Wednesday, February 19, 2014

Entry #71: SWORN

Title: SWORN

Genre: NA

Pitch: 


Deep in the Rocky Mountains, college student Kai Monahan watches in awe as a dozen dragons—actual freaking dragons—battle beneath a fat, white moon. When one crashes nearly dead at her feet and transforms into a man, Kai does the only thing a decent person could: grabs the nearest sword and saves his life. As the man/dragon, Rhys, recovers from his wounds, an accidental brush of skin against skin binds him inextricably to Kai, but she isn’t about to give up her future because of a mythological creature with a hormone imbalance.

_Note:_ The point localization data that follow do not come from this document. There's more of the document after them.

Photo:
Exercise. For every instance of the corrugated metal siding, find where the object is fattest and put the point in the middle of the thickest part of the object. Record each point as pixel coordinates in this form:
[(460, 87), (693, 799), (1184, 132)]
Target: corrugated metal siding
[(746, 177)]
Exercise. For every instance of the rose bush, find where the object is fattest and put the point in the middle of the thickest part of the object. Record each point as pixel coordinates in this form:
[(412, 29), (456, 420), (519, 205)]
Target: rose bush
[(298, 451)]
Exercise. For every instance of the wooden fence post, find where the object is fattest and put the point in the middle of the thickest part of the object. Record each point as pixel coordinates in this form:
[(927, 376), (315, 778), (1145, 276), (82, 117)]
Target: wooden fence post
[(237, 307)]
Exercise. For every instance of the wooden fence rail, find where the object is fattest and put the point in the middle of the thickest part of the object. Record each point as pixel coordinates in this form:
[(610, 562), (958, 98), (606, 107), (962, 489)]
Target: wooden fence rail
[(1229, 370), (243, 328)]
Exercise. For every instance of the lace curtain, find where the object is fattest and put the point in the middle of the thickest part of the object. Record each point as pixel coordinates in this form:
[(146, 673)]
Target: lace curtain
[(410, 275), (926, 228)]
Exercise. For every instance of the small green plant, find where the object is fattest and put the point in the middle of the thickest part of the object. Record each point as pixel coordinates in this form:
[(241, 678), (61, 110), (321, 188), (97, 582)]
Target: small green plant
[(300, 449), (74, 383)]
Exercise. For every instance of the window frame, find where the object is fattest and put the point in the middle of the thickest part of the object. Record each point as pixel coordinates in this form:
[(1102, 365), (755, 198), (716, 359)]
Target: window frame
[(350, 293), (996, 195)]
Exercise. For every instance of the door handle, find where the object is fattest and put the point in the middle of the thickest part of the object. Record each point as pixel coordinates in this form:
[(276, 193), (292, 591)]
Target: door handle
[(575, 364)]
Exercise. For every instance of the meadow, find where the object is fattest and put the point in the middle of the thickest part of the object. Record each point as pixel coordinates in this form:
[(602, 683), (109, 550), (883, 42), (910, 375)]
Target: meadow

Kai soon learns there’s more at stake than her freedom. Rhys and his companions have an enemy who plans to pit dragonkind against humanity in a clash that could decimate both. Kai must decide if her freedom is worth risking Rhys’s life; a life more crucial to the fate of both species than she can possibly guess.


First sentence:


Kai stood at the brink of the precipice, the toes of her worn hiking boots hanging over the edge.

10 comments:

  1. Wow,interesting premise! I love the whole dragon/human aspect of this. Great pitch. Think about making your first sentence more like the line in query about seeing dragons for the first time. It's a great line. Good luck!

    ReplyDelete
  2. I "freaking" love this pitch. There are a worrying number of dragon-human hybrid stories making their way around the contest circuit these days, but this is by far the most compelling I've read! Mythological creature with a hormone imbalance. Ha! I already love Kai. MORE PLEASE.

    ReplyDelete
  3. I'm intrigued. And I second Kathleen, I would like to see the dragon first if possible. While I like your first sentence it doesn't grab me in a I have to read more kind of way but your query did grab me. Good luck!

    ReplyDelete
    Replies
    1. Also what is the genre? Make sure to mention genre in your query.

      Delete
  4. Sounds like fun ;) Great first line.

    ReplyDelete
  5. I love the voice in the pitch, and the entire premise. The first line didn't grab me nearly as much..I think it might be stronger if we actually heard the same voice that was shown in the pitch...like the "actual freaking dragons" bit. Perhaps start with her reaction to actually seeing them.

    ReplyDelete
  6. This is the only entry I've felt moved to comment on twice, but I just gotta say I disagree with the "Start with the dragons" advice. I get why readers are feeling that, because the query is EXCITING and the first line isn't. But I don't think it should be in this case. I want to get to know Kai a little before her life gets tossed into turmoil. I want to see her "normal" before I see the extraordinary. And your first line is a great start. Worn hiking boots = she hikes regularly. She's active. Athletic maybe. Edge of the precipice = brave or crazy or stupid. Maybe an adrenaline junkie. Yes, the first line isn't a BAM! ZING! kind of line. But seeing dragons WILL be. And I love that you're laying a solid foundation here. We need dark for the stars to stand out against, right? Anyway, apologies for babbling, but PLEASE don't start with the dragons. I betcha anything agents would tell you that you need to start your story sooner if you did that. ;)

    ReplyDelete
    Replies
    1. I agree with Kimberly here. There are two kinds of openings, grabbers and lurers. Your first line is a lurer, and it should be. But your pitch should always grab - and it does.

      Delete
  7. Thanks for your feedback everyone! I'm glad the query is working! Kimberly, that's actually exactly how my opening goes. I'd really like the reader to build a little rapport with Kai before I stick her in the middle of a dragon battle. I get to them by the end of the first chapter, I promise!

    ReplyDelete
  8. What I like: ‘but she isn’t about to give up her future because of a mythological creature with a hormone imbalance.’ <<damn straight. Loved the voice.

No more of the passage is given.